Since you new, I show you how to chop noodles. (He leaves.)Ĭole: No eating the merchandise? How cruel can this place be!? (He runs to Zugu.) You're evil! (He tries to eat it, but Zugu steals it.) And is that how you make fortune cookies? Haha! (He grabs one and turns to a worker.) You know there's a fortune in those, right?Ĭlouse: There's only one rule: no eating the merchandise. I'm never gonna lift a finger for you, you despicable-Aah! (Clouse and Zugu drag him to the factory.) A noodle factory? Ha! Why didn't you say so? Hahaha! This is my kind of place. Your presence is required in the factory.Ĭole: The factory!? Lock me up for all I care. ( Clouse opens the door.) You're letting me go?Ĭlouse: Of course, not. (He tries to break the bars, but it didn't budge.) All right, so you got that too. Beware how you treat those around you, for they will treat you the same.Ĭole: You can take my clothes and my power, but you'll never take my super strength. Garmadon: Yes, but your exclusion of others has only made enemies. We aren't here to make friends, just to save ours. For their insubordination, all of your fancy quarters will be taken away, and tonight everyone must sleep together in the chow house. (He pulls out a box of jewels.) But then in yesterday's battle, Master Jay and Cole tried to undermine me by teaming up and refusing to fight each other. To thank you, I wanted to give everyone fancy jewels and untold shiny things. (He opens a trapdoor for Jacob.) I hope the Tournament of Elements has entertained you as much as it has me. Everyone cheers for her.)Ĭhen: Winner! And loser. (Skylor was able to confuse Jacob and grab the Jadeblade. Kai: (He perks up.) You're telling me we're not related? She can emulate the power of anyone she's touched.

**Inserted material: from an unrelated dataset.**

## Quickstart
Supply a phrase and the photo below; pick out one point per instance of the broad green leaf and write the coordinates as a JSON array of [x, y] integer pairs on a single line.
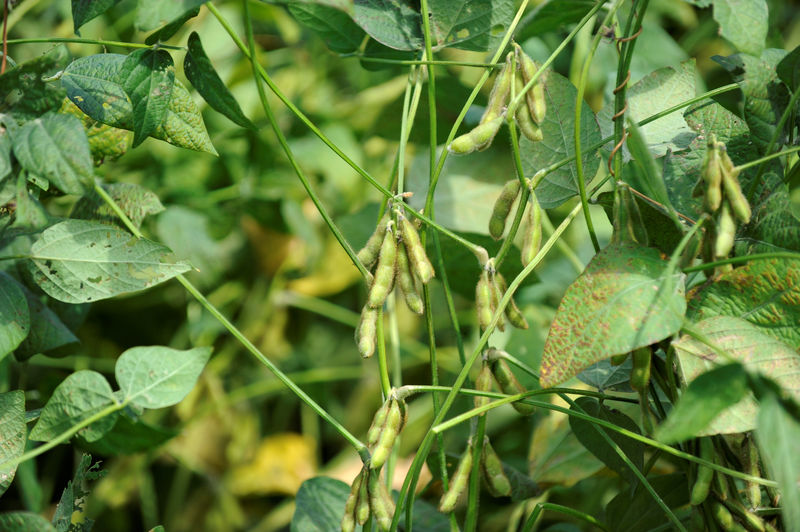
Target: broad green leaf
[[78, 261], [25, 93], [156, 376], [151, 14], [15, 320], [764, 292], [777, 434], [80, 396], [744, 23], [135, 201], [129, 437], [748, 345], [598, 446], [702, 401], [558, 129], [105, 142], [201, 74], [395, 23], [55, 147], [606, 376], [85, 10], [472, 24], [13, 430], [319, 505], [92, 84], [147, 76], [48, 333], [625, 299], [788, 69], [25, 522], [335, 27], [639, 512]]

She's the Master of Amber, power of absorption. Jay: He had a crush on her until he found out they might be related. Sure we just lost Cole and still can't find Zane, but we're a team. I mean, the more they think we're a team, the bigger targets we put on ourselves. (He points to everyone he upset.) Maybe we shouldn't be sitting together. But the looks of it, you didn't miss much.

Sorry, all of these temples look the same. Kai: (He finds his way to the arena.) Excuse me.

Garmadon: Master of Sound's gotten stronger since the last time I saw him. Catch a Jadeblade by its toe! (The two start fighting.) All in all most find shittin’ on a bitch, whether for pleasure or pain, is truly a satisfying experience.(At the palace, Chen announces the competitors for the next match.)Ĭhen: Skylor, Master of Amber, versus Jacob, Master of Sound. So much so that they needed to lay waste on the unsuspecting homeless. This is what we call a “ Dire Sneaky Ninja” because the producer is in dire need for the relief of bowel movements. Some have been known to perform a Sneaky Ninja on homeless people when they can not find a public restroom fast enough.

Both of these aspects together results in a rather satisfying Sneaky Ninja. Turkey also has an astounding effect to make people extra tired and fall into a deeper sleep. Thanksgiving can be the ideal day to perform a Sneaky Ninja most people consume quite a large portion of food on this day, resulting in extra fecal production. It is best to perform a Sneaky Ninja after a hot Mexican meal, or a large dinner. Sneaky Ninja’s are usually used as a form of revenge, although some find it rather arousing. Anywhere on the abdomen, genitals, or face are perfect spots to secrete your waste on the unsuspecting victim. A Sneaky Ninja is the act of defecating on an unaware preferably sleeping being.